The ENDCC enhances and magnifies regional networks’ efforts in several ways. For example, from 2019 to 2021, the ENDCC convened hub leaders in a review of common measures used within networks for assessing the psychopathology, interventions, and treatment responses of individuals with early psychosis. The ENDCC identified opportunities to harmonize measures across networks; through consensus building, it developed a patient-level Core Assessment Battery (CAB) that covers 21 domains deemed important for “best practice” FEP programs (
https://nationalepinet.org/core-assessment-battery-cab). Planned analyses of shared data will establish overall CSC performance metrics, and confidential dashboards will compare each program’s operations relative to national norms, providing meaningful benchmarks for local quality assurance efforts. The complementary program-level CAB collects administrative information valued by policy makers to better understand the CSC workforce, service capacity, funding streams, and other contextual factors that may influence treatment quality and effectiveness. Collecting this administrative data streamlines performance reporting to funding agencies and, when combined with patient-level data, can encourage data-informed policy research. Finally, the ENDCC is forging links across scientific projects to accelerate large-scale research into CSC service delivery models, moderators of treatment effectiveness, and personalization of care.
Future Directions
Looking ahead, the ENDCC is expanding LHC opportunities beyond the EPINET founder networks.
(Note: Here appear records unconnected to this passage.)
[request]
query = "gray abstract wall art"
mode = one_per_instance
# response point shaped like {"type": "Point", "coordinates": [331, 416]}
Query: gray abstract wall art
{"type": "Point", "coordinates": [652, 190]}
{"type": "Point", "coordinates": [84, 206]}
A Web-based version of the CAB facilitates data collection in CSC programs outside of EPINET and provides open access to program management tools, performance reports, and research findings. Adding an additional cohort of CSC programs, including those that offer early intervention services to persons with clinical high risk, will increase statistical power for LHC analyses and hasten broader implementation of data-driven mental health care in U.S. community clinics. ENDCC infrastructure will also facilitate prospective clinical research on early psychosis risk factors, mechanisms of illness progression, and novel treatment targets and interventions. Integrating translational science perspectives is a natural progression toward the LHC goal of practice-oriented studies that improve patient care and drive the process of scientific discovery (
5).
EPINET represents the most comprehensive U.S. example of a practice-based initiative to implement, adapt, and sustain evidence-based interventions for early psychosis in routine care settings. It is the first LHC system for serious mental illness that emphasizes standardized data collection and analytics to support program management and scientific discovery on a national scale. EPINET is informed by pioneering efforts in other countries that integrate early intervention programs within regional or national health systems, with practice-based research to speed up access to services, maintain fidelity to evidence-based practices, and improve long-term outcomes (
6). Rapid learning health care systems are underway in other nations (e.g.,
https://aepcc.org.au), with structures, processes, and goals similar to those of EPINET (
7). NIMH aspires to future collaborations with international partners to establish common goals and benchmarks necessary for delivering high-quality, continuously improving, and sustainable mental health care for persons experiencing early psychosis and to launch second-generation initiatives in order to achieve effective learning in mental health care for all.